Where the drop off in the number of visiting boaters is most evident, according to Mr. Blair, is in the anchorage areas, and day trippers. “Five years ago, our anchorage had 80 to 100 boats,” Mr. Blair said. This past summer, even at the height of the season, there were often fewer than 20 boats anchored, he said.
While it does not affect town revenue because boats at anchor do not pay a fee, it does have an economic impact. Fewer boats at anchor mean fewer boaters coming ashore to shop, eat in restaurants, and buy provisions.
Mr. Blair has also observed a sharp drop in boaters visiting on day trips. “When the economy actually recovers, yachting will recover, too,” Mr. Blair said. “When I see those Falmouth and Hyannis day trippers coming over mid-week for lunch, I’ll know the economy is recovering.”
Edgartown harbor has 80 moorings for visiting boaters, four slips for smaller boats that rent by the hour, and space for two larger boats on the north dock. The town charges $40 per night for transient moorings, and $4 per foot for space on the north dock.
Mr. Blair noticed a trend when the national economic turmoil hit in 2009. He saw fewer small vessels visiting, so he rearranged the mooring field.
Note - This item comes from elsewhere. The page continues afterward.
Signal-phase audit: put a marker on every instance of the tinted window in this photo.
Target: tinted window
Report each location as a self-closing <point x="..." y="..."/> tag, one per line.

Larger vessels need more mooring room, so he had to reduce the total number of transient moorings slightly. “We found more big boats were coming,” he said. “We cut down the number of rental moorings and created a few bigger ones. You have to take what’s there.”
There are 800 privately owned moorings in Edgartown Harbor, Katama Bay, Eel Pond, and Sengekontacket Pond. The town charged an annual permit fee of $175 for an annual permit this past summer, an increase of $25 over the previous year.
Mr. Blair said prices would remain the same for all boaters next summer.
The department has three full-time employees, including the harbor master, and 10 part-time or seasonal employees to run the office and help visiting boaters. This year Mr. Blair took on nine assistant harbor masters, two fewer than the summer before. On slow days he assigns the assistants to do maintenance jobs, such as building new docks.
Town meeting voters approved an operating budget of $408,020 for harbor expenses. Of that amount, $302,170 goes for salaries. The operating budget represents an increase of 1.8 percent over the previous year. Salary expenses accounted for all of the increase.
Voters also approved a separate appropriation this year for $60,000 to maintain and replace moorings, buoys, docks, and other harbor equipment. They also approved $23,000 to replace an engine on the town-owned vessel Patrol.